Restoring a national treasure
St Edward’s Presbytery was part of Pugin’s vision for an ideal Catholic community.
The Landmark Trust is a charity that carefully and sensitively restores historic buildings across the country, making them available for holidaymakers to rent out and experience.
When St Edward’s Presbytery in Ramsgate came on the market, the Landmark Trust was very keen to purchase and restore this historic building. Situated next to The Grange, Pugin’s family home, the Presbytery was an integral part of the architect’s vision for a thriving Catholic community, but it had fallen into disrepair.
The Landmark Trust already owned The Grange, and thankfully due to a timely legacy they were also able to purchase the Presbytery in 2010. Yet a series of poor renovations and additions as well as general disrepair meant there was still a lot of work to do.
Benefiting a church community and the tourism industry
The Landmark Trust approached Allchurches Trust for a grant to carry out essential repairs to the Presbytery. On a site visit we were very impressed with the benefits that the restorations would bring to the area.
Not only would a restored Presbytery take pride of place next to the thriving church of St Augustine’s, it would provide much-needed employment and apprenticeships in a deprived area. Once the work was completed, it would also bring visitors to the area who would use local amenities.
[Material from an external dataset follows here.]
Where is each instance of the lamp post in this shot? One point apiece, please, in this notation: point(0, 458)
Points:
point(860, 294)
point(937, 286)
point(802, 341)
“A visit really helped to demonstrate the shared space of the church and the Presbytery,” explains Paul Playford, Grants Officer for Allchurches Trust. “By visiting the site you get a true sense of how important it really is.”
We made a grant of £8,000 towards the restoration work, which involved removing the ill-considered additions to the main building, replacing rotten floors, opening up fireplaces and rebuilding their surrounds.
Builders and apprentices also rebuilt the staircase and reinstated the leaded-light windows, reusing original materials wherever possible.
The restoration of the Presbytery means that the whole site is now much as Pugin first intended, and the Presbytery has been open for booking from November 2015. “It’s brought a historic building back into use,” explains Paul, “And it will give a real boost to the local economy."